# Chapter 3 - Logic, Control Flow and Filtering

### Boolean logic is the foundation of decision-making in your Python programs. Learn about different comparison operators, how you can combine them with boolean operators and how to use the boolean outcomes in control structures. You'll also learn to filter data from Pandas DataFrames using logic.

### Equality
To check if two Python values, or variables, are equal you can use ==. To check for inequality, you need !=. As a refresher, have a look at the following examples that all result in True.

2 == (1 + 1)  
"intermediate" != "python"  
True != False  
"Python" != "python"
When you write these comparisons in a script, you will need to wrap a print() function around them to see the output.

In [2]:
# Comparison of booleans
print(True == False)

# Comparison of integers
print(-5*15 != 75)

# Comparison of strings
print("pyscript" == "PyScript")

# Compare a boolean with an integer
print(True == 1)

False
True
False
True


### Greater and less than
You know about the less than and greater than signs, < and > in Python. You can combine them with an equals sign: <= and >=. Pay attention: <= is valid syntax, but =< is not.

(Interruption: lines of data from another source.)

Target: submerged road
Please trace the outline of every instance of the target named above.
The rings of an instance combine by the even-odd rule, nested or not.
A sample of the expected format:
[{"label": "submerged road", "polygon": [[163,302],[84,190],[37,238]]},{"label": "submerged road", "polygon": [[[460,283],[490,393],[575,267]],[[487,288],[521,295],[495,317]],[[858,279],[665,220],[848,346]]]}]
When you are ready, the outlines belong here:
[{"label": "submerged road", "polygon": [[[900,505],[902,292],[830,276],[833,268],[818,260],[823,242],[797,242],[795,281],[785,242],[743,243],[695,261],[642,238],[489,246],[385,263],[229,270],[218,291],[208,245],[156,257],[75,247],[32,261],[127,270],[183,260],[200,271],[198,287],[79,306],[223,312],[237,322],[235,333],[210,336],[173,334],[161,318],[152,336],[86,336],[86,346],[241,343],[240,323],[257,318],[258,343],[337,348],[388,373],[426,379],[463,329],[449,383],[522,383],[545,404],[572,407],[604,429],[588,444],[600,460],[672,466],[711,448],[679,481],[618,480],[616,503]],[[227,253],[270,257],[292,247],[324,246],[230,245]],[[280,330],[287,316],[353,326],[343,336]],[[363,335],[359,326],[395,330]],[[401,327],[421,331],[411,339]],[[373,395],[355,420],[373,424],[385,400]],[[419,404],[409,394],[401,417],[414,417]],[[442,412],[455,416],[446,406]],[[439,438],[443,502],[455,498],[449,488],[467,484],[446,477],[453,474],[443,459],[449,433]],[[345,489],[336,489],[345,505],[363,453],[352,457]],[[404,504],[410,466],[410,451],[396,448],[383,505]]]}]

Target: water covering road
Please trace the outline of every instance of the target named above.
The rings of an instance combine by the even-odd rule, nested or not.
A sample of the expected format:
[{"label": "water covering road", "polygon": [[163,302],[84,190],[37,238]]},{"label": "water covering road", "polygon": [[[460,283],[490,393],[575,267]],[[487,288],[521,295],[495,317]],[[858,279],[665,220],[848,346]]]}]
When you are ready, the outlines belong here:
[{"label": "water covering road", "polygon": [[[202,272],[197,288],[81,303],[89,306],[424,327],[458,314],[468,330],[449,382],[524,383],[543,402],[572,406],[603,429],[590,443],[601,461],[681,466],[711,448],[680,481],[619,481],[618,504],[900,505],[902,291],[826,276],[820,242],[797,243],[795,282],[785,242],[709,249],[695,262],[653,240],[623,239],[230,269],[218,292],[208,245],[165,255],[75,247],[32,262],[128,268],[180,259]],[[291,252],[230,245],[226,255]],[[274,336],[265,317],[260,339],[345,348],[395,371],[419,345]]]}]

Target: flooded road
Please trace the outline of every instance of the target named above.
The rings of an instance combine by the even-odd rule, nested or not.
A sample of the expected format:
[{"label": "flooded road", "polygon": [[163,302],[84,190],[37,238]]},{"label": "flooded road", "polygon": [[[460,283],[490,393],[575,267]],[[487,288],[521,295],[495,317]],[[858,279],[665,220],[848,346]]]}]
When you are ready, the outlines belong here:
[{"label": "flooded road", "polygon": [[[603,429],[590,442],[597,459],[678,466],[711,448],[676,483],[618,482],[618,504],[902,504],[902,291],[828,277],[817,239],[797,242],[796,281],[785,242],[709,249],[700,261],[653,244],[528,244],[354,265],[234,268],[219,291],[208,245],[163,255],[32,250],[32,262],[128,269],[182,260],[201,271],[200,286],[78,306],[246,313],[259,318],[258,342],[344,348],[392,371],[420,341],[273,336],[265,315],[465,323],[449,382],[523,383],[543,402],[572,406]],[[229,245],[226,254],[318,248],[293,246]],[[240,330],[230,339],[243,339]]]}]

All Python expressions in the following code chunk evaluate to True:

3 < 4  
3 <= 4  
"alpha" <= "beta"  
Remember that for string comparison, Python determines the relationship based on alphabetical order

In [4]:
# Comparison of integers
x = -3 * 6
print(x >= -10)

# Comparison of strings
y = "test"
print("test" <= y)

# Comparison of booleans
print(True > False)

False
True
True


### Compare arrays
Out of the box, you can also use comparison operators with Numpy arrays.

Remember areas, the list of area measurements for different rooms in your house from the previous course? This time there's two Numpy arrays: my_house and your_house. They both contain the areas for the kitchen, living room, bedroom and bathroom in the same order, so you can compare them.

In [5]:
# Create arrays
import numpy as np
my_house = np.array([18.0, 20.0, 10.75, 9.50])
your_house = np.array([14.0, 24.0, 14.25, 9.0])

# my_house greater than or equal to 18
print(my_house >= 18)

# my_house less than your_house
print(my_house < your_house)

[ True  True False False]
[False  True  True False]


### and, or, not (1)
A boolean is either 1 or 0, True or False. With boolean operators such as and, or and not, you can combine these booleans to perform more advanced queries on your data.

In [6]:
# Define variables
my_kitchen = 18.0
your_kitchen = 14.0

# my_kitchen bigger than 10 and smaller than 18?
print(my_kitchen > 10 and my_kitchen > 18)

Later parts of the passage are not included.